Having lived through the cancer that took the life of my husband Jim eight years ago, I was thinking today about how similar some of my emotions are in this pandemic to those we faced in the aftermath of his diagnosis. Although then we knew how his story would eventually end, we had a lot of hope at the beginning that effective treatment could keep him around for a few more years.
The immediate period after his diagnosis of metastatic prostate cancer was surprisingly unchanged, once we both got used to the small puncture in his back and the tube connecting to a urine collection bag that was always tucked under his clothes. Soon we were back to playing tennis, and going along in our lives more or less as usual. We went a spur-of-the-moment trip to Hawaii over Thanksgiving rather than waiting for Spring Break, as we had planned. We laughed, we teased, we kept the bounce in our step.
The drone in the background was louder in my head than his. He was still denying the reality behind his PSA numbers. Treatment wasn’t working. He wouldn’t have the luxury many luckier prostate cancer patients have in their 70s, of being able to slow a 100% fatal cancer down so long they were liable to die of something else first.
He couldn’t go in the water in Hawaii because of his bag, so it wasn’t the same splashy-grinny trip we took the year before to Lake Okanagan in British Columbia, when we were blissfully unaware of the cancer already taking root. But we were there, together in Maui, and that was what mattered. We went because of the unsaid message running through my head that made me insist on taking the trip then rather than waiting. I knew we were making our last memories. I knew this was about the quality of the rest of his life. He died a few weeks before Spring Break. We had made a wonderful memory while we still could. It made him smile for a few months I am still smiling
It was always there, that drone in the background, brought forward occasionally by a jolt of awareness that something had changed. We still played tennis but for a shorter periods, then less often. Then we changed the rules so Jim didn’t have to run more than one step. Then we stopped playing. Jim ate and drank with the same gusto, then, slowly, he didn’t.
And then he fell off a cliff. That is what dying of cancer is like. You are okay, all things considered, then suddenly you’re not. We played very abbreviated tennis up to six weeks before he died. He was still making his own lunch three weeks before he hit that cliff. Just as the doctor predicted, he stayed in bed more and more until he was there all day.
Jim went to hospice when the cancer, or the medication—I’m not sure which— affected his brain and he was behaving erratically in ways I was afraid I could not physically control. He died three days later.
Why does this feel so similar? It’s that drone in the background. Maybe the virus is digging into my cells right now. Maybe it’s already too late. Maybe this is it and I just don’t know the details. Maybe this is something I will survive and end up dying years down the road of something else. Maybe this story is happening right now not to me, but to someone I love.
Life today is also similar because it is so disrupted. Our old lives aren’t on temporary hold. In some respects they are already over. By the time Jim died, our beautiful condo had been ripped apart because I insisted that his two East Coast children not leave it to me to communicate with them after his death about what of his they wanted.

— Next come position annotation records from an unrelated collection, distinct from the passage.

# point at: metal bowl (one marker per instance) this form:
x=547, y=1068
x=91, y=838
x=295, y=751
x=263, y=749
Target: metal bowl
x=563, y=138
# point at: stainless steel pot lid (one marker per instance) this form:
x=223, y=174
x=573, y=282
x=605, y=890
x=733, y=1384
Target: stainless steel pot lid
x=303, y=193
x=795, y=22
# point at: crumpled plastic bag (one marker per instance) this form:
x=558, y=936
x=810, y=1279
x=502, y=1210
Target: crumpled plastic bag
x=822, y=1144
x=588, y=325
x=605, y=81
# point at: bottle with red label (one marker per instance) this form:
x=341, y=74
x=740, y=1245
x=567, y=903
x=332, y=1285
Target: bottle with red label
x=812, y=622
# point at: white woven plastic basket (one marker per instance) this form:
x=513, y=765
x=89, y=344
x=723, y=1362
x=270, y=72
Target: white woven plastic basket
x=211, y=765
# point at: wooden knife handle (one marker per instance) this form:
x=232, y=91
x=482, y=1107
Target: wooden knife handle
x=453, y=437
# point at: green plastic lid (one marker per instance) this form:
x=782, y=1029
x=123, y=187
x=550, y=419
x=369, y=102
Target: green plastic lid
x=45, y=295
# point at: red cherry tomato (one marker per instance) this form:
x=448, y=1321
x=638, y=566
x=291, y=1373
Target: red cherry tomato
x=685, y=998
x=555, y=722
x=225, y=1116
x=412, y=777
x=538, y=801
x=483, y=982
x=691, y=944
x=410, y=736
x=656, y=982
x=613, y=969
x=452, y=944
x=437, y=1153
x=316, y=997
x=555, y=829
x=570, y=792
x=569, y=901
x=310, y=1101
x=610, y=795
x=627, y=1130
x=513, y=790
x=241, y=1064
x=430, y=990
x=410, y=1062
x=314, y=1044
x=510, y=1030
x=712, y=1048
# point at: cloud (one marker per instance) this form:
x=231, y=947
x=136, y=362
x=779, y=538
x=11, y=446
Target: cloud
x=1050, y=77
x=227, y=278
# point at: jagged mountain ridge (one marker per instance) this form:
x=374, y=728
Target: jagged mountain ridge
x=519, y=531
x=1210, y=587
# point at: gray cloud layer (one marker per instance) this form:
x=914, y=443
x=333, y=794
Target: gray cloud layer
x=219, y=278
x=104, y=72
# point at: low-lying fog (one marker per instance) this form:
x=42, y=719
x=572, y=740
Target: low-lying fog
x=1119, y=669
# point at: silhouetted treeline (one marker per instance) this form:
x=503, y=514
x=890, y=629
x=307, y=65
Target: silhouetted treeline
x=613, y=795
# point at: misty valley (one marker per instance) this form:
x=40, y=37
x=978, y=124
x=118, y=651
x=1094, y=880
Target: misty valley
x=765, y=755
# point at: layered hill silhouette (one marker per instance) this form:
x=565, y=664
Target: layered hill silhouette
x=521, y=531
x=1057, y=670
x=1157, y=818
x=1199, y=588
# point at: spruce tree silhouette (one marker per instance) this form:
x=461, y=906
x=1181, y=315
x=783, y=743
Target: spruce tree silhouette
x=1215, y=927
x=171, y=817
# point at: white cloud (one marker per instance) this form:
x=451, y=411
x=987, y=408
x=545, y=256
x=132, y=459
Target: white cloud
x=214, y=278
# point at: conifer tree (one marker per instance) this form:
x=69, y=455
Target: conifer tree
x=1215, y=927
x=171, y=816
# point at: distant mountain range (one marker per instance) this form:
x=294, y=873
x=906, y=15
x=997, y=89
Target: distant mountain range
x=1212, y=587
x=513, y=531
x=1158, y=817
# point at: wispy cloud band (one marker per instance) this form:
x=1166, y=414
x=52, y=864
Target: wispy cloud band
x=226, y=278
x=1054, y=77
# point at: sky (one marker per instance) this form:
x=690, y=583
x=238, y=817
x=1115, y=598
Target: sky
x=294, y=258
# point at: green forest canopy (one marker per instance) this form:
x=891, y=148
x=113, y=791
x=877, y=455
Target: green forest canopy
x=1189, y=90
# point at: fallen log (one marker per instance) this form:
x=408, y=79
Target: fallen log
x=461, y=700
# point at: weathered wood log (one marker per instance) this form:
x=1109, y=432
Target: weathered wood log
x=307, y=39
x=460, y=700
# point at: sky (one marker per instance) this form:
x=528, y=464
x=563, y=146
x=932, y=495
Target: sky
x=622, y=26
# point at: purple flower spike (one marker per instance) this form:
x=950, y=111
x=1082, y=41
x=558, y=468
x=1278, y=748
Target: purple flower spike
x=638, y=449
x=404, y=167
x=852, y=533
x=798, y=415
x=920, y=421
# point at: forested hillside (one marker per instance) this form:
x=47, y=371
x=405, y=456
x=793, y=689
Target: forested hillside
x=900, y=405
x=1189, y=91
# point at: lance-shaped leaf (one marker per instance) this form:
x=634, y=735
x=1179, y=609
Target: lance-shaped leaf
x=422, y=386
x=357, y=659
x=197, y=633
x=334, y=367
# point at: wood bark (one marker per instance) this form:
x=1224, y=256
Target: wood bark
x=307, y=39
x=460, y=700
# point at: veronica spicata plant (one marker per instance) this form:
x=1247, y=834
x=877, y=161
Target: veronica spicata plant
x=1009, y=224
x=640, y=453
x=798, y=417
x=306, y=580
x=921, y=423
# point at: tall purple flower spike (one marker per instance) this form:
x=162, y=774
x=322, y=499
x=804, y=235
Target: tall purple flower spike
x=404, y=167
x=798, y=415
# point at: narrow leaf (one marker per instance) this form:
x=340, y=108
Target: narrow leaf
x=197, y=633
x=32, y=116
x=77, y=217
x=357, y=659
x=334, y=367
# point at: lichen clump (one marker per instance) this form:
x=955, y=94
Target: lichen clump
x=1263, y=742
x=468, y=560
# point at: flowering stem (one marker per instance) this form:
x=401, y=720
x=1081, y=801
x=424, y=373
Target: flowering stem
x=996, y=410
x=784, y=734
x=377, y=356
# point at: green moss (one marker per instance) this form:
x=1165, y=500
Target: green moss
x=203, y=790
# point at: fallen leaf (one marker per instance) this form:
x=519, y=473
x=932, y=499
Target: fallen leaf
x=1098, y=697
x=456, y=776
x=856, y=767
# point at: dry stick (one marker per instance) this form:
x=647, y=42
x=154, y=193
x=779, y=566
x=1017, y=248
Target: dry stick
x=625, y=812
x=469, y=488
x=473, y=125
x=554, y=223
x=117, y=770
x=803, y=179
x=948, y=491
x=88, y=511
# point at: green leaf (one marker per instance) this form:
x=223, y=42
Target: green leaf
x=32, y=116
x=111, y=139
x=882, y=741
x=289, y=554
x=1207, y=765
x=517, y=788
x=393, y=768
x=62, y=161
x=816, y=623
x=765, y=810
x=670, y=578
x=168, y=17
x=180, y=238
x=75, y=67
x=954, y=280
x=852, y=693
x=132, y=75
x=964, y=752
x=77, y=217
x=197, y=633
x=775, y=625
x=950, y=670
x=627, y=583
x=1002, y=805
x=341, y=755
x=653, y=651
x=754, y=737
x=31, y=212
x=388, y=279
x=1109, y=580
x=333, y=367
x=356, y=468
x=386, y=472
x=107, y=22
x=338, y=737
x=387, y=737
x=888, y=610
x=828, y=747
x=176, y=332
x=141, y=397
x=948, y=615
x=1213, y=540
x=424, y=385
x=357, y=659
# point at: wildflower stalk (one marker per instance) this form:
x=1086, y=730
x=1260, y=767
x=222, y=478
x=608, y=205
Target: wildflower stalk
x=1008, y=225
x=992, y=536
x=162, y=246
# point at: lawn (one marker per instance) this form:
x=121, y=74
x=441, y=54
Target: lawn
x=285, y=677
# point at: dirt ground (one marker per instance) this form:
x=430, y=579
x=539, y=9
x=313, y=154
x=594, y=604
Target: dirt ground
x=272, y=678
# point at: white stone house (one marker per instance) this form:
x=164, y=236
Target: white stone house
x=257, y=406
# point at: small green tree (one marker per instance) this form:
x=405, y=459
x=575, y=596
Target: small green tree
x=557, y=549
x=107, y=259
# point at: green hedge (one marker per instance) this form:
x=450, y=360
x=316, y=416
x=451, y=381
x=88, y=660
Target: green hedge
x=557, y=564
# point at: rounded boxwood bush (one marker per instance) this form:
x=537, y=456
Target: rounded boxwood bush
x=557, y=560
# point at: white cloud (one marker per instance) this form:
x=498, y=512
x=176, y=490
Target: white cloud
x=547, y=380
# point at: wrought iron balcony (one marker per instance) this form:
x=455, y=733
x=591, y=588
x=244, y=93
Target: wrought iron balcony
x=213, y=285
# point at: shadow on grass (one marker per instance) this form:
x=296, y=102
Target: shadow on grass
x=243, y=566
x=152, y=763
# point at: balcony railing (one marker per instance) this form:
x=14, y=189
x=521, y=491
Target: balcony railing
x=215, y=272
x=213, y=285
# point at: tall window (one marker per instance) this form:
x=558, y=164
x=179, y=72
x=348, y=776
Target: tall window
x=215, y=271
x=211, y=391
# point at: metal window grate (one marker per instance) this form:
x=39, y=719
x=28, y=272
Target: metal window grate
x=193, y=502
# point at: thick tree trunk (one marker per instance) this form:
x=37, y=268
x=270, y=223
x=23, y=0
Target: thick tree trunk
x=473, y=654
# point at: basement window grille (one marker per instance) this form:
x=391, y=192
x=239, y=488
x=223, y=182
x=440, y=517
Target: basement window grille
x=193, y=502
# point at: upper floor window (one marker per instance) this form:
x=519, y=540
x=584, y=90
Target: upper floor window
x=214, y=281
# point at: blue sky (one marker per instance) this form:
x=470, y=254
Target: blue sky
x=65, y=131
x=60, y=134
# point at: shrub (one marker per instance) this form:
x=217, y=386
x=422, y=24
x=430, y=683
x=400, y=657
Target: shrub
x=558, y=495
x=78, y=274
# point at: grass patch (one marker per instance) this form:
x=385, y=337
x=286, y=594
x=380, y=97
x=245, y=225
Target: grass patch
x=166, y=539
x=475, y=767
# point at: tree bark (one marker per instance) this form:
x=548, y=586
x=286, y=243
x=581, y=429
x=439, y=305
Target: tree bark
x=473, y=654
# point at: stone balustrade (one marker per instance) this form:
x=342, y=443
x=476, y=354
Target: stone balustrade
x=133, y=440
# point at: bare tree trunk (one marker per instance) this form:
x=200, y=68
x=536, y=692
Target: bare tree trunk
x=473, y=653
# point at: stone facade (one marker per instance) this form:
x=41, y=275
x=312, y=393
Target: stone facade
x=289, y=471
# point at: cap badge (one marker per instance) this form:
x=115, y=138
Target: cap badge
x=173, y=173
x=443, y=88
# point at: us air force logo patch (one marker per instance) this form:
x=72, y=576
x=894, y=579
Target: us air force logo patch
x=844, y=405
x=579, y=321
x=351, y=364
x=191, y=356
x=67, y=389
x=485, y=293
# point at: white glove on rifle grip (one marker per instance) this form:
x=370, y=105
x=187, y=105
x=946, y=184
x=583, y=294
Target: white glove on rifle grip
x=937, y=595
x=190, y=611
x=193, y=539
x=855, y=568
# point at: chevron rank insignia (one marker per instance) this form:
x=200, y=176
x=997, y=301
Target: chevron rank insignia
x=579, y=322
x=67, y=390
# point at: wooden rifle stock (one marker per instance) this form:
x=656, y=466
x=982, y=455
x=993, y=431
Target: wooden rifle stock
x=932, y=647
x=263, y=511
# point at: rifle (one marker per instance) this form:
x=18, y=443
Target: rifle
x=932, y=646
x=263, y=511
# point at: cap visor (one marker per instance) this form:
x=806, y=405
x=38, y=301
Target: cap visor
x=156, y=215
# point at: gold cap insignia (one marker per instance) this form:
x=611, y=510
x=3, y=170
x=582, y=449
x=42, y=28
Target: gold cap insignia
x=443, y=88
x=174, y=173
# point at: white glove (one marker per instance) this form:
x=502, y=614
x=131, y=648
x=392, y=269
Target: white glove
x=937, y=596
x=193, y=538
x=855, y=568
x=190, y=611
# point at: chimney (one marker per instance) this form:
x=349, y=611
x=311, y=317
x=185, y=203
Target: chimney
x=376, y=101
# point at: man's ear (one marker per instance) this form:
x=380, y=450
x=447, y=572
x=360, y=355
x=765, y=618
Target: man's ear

We packed up and mailed things while they were here to say goodbye, despite how horrible we felt because he was sleeping in the back bedroom while we went through his things.
Life became a slow, incremental process of losing a little, then a little more. Then losing everything, except what can’t be lost, and that is the spirit in the living that enables us to go on, and the dead to transition whatever, if anything, might be beyond.
When you acknowledge the possibility of a fatal process already underway in your body, it changes your relationship to the material things in your life. I look around and wonder what it might be like for my son to confront what I leave behind. This virus also makes us confront our non-material legacy— the story of what we have done with our lives. To come bang-up against what it may be too late to do.
Maybe I have this malignancy now, maybe I don’t. Maybe I will get it later, maybe not. But for now, I am going to navigate this changed world with the best, most hopeful spirit I can bring to it. I am still planning my future. I am trying to learn all I can from this. The drone isn’t entirely bad. It alerts us to what is really important, and to the value of things— like love— that no disease can take away.